In November 2011 we reported on the case of a golfer injured by a ball hit by another golfer.  The player and club found liable for the accident appealed to the Inner House of the Court of Session. 


In 2007, Anthony Phee, an inexperienced golfer, went out for a game of golf with three friends at Niddry Castle Golf Club ("the Club"), West Lothian. Mr Phee was walking along a path from the 6th green to the 7th tee, when he was hit in the face by a ball hit by Mr James Gordon from the 18th tee. As a result of the accident Mr Phee lost an eye.  


At first instance the Court held that Mr Gordon owed a duty of care to Mr Phee, and should have been aware of the risk his tee shot posed to someone like Mr Phee. The Court decided that the Club had not risk assessed the course, and, notwithstanding the absence of any prior accidents, ought to have taken a more proactive approach and provided warning signs.

The judge decided that both Mr Gordon and the Club were liable and apportioned 70% of the liability to Mr Gordon and 30% to the Club.  Damages had been agreed at £400,000. 

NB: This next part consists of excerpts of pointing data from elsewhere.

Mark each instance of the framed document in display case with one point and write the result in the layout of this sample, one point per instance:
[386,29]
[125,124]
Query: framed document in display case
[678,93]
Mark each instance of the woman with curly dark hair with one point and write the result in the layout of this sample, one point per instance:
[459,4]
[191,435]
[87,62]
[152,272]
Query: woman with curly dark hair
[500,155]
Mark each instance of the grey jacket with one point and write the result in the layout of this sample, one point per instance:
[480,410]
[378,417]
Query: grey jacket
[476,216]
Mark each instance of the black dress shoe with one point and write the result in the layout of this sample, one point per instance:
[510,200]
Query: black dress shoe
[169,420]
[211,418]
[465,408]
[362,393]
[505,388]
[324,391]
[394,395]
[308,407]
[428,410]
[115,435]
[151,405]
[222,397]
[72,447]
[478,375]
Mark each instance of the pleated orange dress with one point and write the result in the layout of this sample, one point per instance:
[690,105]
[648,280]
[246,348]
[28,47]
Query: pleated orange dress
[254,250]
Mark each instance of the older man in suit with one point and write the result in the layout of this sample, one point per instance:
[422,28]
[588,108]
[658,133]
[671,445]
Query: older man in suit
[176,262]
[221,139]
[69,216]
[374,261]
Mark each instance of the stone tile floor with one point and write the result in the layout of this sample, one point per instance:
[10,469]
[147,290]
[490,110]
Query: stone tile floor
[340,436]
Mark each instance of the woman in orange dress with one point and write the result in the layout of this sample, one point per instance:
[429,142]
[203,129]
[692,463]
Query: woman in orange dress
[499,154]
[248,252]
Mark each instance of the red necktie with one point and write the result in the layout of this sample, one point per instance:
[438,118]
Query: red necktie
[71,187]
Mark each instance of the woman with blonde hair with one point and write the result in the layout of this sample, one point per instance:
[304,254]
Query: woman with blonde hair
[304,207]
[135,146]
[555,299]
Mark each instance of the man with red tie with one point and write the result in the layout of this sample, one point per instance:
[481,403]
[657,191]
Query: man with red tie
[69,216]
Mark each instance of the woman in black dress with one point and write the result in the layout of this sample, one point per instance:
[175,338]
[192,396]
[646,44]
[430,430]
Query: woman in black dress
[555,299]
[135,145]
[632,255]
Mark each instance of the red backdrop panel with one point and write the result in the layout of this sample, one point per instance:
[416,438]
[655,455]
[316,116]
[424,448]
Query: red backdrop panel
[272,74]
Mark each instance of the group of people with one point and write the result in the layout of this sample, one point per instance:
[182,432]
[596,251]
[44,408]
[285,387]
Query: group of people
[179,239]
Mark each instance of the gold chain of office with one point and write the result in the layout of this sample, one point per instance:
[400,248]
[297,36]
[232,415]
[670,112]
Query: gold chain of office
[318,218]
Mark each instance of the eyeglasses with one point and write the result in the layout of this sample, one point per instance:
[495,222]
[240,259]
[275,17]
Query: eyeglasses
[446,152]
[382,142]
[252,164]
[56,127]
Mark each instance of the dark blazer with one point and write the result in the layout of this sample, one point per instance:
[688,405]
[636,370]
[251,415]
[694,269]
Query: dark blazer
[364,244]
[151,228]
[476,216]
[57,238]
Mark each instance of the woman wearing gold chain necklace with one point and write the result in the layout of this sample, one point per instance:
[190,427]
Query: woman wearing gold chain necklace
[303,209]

Both Mr Gordon and the Club appealed the court's decision arguing that there had been no breach of duty and that the accident had been caused by Mr Phee's sole fault or contributory negligence. Mr Gordon also submitted that, if he and the Club were liable for the accident, the Club should bear a greater proportion of the liability. 

The Inner House was not persuaded that the accident was caused by any fault or negligence of Mr Phee.  They decided that the court had been correct to find that both Mr Gordon and the Club were liable for Mr Phee's injuries.  However, the appeal court was of the view that the lion's share of the blame rested with the Club.  As such, they apportioned 20% of the liability to Mr Gordon and 80% to the Club.


This case highlights the importance of conducting and implementing a proper risk assessment when organising a sporting activity.  Golf clubs must review their courses for risk of injury and act appropriately. Golf clubs and players should also review their insurance cover.